Let's use $x$ for the width of the first column and $y$ for the width of the second. Then the width of the third column is $W-x-y$ where $W$ is the known sum of the widths.

Then, using the known areas of the cells on the main diagonal, the heights of the three rows are

$$\frac ax,\ \frac by,\ \frac{c}{W-x-y}$$

The height of the complete table is then

$$H = \frac ax + \frac by + \frac{c}{W-x-y}$$

The values of $x$ and $y$ are limited by $0 < x,\ 0 < y,\ x+y < W$ so there are no boundaries.
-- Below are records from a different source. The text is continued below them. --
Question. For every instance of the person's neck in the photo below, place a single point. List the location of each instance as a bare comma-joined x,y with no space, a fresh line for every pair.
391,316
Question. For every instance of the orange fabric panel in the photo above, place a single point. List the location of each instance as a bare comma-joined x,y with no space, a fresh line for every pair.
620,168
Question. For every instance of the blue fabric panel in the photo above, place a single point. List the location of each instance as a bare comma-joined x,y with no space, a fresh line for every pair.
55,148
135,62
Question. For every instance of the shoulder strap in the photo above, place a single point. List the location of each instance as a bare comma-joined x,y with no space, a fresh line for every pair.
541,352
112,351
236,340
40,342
Thus the minimum value of $H$, if one exists, is where the two partial derivatives are zero. So we get

$$\frac{\partial H}{\partial x} = -\frac{a}{x^2}+0-\frac{c}{(W-x-y)^2}(-1)=0 $$

and

$$\frac{\partial H}{\partial y} = 0-\frac{b}{y^2}-\frac{c}{(W-x-y)^2}(-1)=0 $$

So we get

$$\frac{c}{(W-x-y)^2}=\frac{a}{x^2}$$

and

$$\frac{c}{(W-x-y)^2}=\frac{b}{y^2}$$

Equating the two right-hand sides and solving yields

$$y=\sqrt{\frac ba}x$$

We now are down to only one independent variable, $x$. You substitute the expression for $y$ into either of the two expressions for $\frac{c}{(W-x-y)^2}$ and solve for $x$. Finally, you substitute that expression for $x$ into the formula for $H$ and get your final answer. But a shorter way is to see that the problem is symmetric in $a, b, c$ and we could have set $x$ and $y$ to the first and last columns. Following our work above would then yield

$$z=W-x-y=\sqrt{\frac ca}x$$

I'll let you finish from here, as in the bulk of @Henry's answer. Note that the intuition of @Henry regarding the proportions of each column/row is correct: $\sqrt a: \sqrt b: \sqrt c$.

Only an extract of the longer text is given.